Home News Terror case call for Schily to testify

Terror case call for Schily to testify

Published on 09/01/2004

9 January 2004

HAMBURG – A lawyer representing Americans killed in the 11 September 2001 attacks demanded Friday that German Interior Minister Otto Schily be summoned to testify on why information was being withheld from the court.

The prosecution, assisted by lawyers for the Americans, is on the brink of defeat in efforts to convict Abdel-Ghani Mzoudi, 31, a Moroccan student living in Hamburg, as a plotter. Mzoudi has been released from custody and attends court hearings voluntarily.

The court says hearsay evidence originating from a self-confessed plotter, Ramzi bin al-Shibh, indicates Mzoudi was not in the plot.

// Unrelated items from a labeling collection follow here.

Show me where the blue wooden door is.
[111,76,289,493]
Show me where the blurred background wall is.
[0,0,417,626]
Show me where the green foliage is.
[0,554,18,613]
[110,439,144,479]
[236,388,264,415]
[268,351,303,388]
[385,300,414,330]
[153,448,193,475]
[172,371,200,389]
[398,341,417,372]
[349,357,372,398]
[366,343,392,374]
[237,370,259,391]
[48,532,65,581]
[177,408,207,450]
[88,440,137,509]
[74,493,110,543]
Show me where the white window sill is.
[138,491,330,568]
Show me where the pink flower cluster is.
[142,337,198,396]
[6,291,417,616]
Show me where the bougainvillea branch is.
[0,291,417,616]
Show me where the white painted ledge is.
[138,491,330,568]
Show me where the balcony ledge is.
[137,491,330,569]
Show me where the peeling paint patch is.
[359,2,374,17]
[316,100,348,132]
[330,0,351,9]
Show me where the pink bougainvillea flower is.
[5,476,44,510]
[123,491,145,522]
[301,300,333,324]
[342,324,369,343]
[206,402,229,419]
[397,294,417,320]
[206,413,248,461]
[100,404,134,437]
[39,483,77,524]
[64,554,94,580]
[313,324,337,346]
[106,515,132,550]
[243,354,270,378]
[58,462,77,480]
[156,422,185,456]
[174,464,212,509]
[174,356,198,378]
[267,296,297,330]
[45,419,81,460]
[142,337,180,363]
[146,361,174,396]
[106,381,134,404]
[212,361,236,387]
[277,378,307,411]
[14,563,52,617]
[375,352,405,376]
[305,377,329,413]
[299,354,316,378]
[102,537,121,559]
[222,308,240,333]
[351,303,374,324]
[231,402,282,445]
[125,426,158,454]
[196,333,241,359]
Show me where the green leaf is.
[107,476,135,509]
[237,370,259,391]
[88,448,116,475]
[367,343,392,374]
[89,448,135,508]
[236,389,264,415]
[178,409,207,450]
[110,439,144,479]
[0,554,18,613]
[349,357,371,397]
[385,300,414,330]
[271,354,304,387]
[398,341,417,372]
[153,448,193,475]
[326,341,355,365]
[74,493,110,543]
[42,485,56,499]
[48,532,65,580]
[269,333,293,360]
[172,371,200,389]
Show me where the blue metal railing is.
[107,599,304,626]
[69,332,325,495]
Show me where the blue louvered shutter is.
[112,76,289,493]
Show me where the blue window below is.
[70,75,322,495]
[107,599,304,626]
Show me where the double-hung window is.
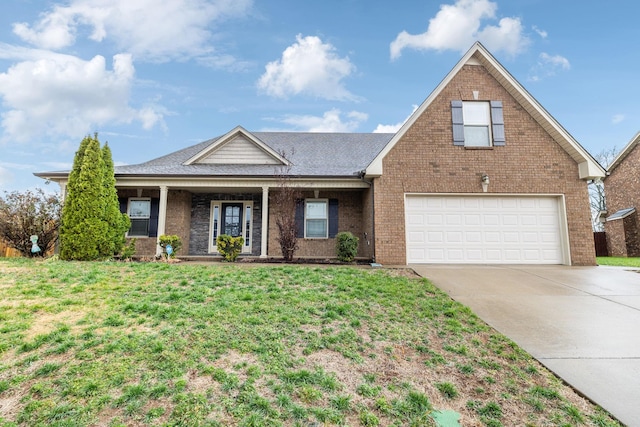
[127,198,151,237]
[451,101,505,147]
[304,199,329,239]
[462,102,491,147]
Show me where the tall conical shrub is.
[99,143,131,257]
[60,134,122,260]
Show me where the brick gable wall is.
[604,146,640,256]
[374,65,595,265]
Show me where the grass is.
[596,257,640,267]
[0,259,619,427]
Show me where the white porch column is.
[260,187,269,258]
[156,185,169,256]
[60,182,67,203]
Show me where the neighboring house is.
[604,132,640,257]
[37,43,604,265]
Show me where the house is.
[37,43,604,265]
[603,132,640,257]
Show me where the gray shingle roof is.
[115,132,393,177]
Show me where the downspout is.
[360,170,376,263]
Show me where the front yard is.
[0,259,619,426]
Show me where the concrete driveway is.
[410,265,640,426]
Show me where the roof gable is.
[607,132,640,173]
[184,126,289,166]
[366,42,605,180]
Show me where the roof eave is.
[607,132,640,173]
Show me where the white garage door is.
[405,195,564,264]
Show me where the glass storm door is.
[220,203,242,237]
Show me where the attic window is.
[451,101,505,147]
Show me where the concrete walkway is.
[410,265,640,427]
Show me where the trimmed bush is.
[120,239,137,261]
[158,234,182,258]
[336,231,360,262]
[216,234,244,262]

Attorney Klaus Schulz told the court the only way to find out more about bin al-Shibh’s statement to US interrogators was to call in Germany’s top security official, Schily, who oversees the federal police.

Under questioning, Schily would surely reveal more information about the US interrogation.

Presiding judge Klaus Ruehle expressed annoyance at the application, issued when the court was expecting Schulz to give a speech summing up his view of the evidence before the verdict.

“Mr Schulz, we want to finish this case up,” Ruehle said. “You know that the government estimates it would be deleterious to the good of this country to relay any further information about bin al-Shibh. There is no sign that this attitude has changed.”

Ruehle and other judges retired to consider the application. Under German procedure, only the bench can summon a witness to court.

The German government says the bin al-Shibh notes are classified as secret because that was the proviso under which the United States passed them over to the German authorities. German law requires police to furnish all evidence, pro and con, to the courts.

As a compromise, federal police drafted a vague summary of the content which did not identify bin al-Shibh by name, but Ruehle said 11 December it was obvious that bin al-Shibh was the source.

The judges said the statement undermined the state’s case. Prosecution lawyers have argued that bin al-Shibh lied to protect an old friend, but judges have paid little attention to that argument.

Schily reportedly met with US Attorney-General John Ashcroft in Washington to vainly seek US consent for publication of the notes.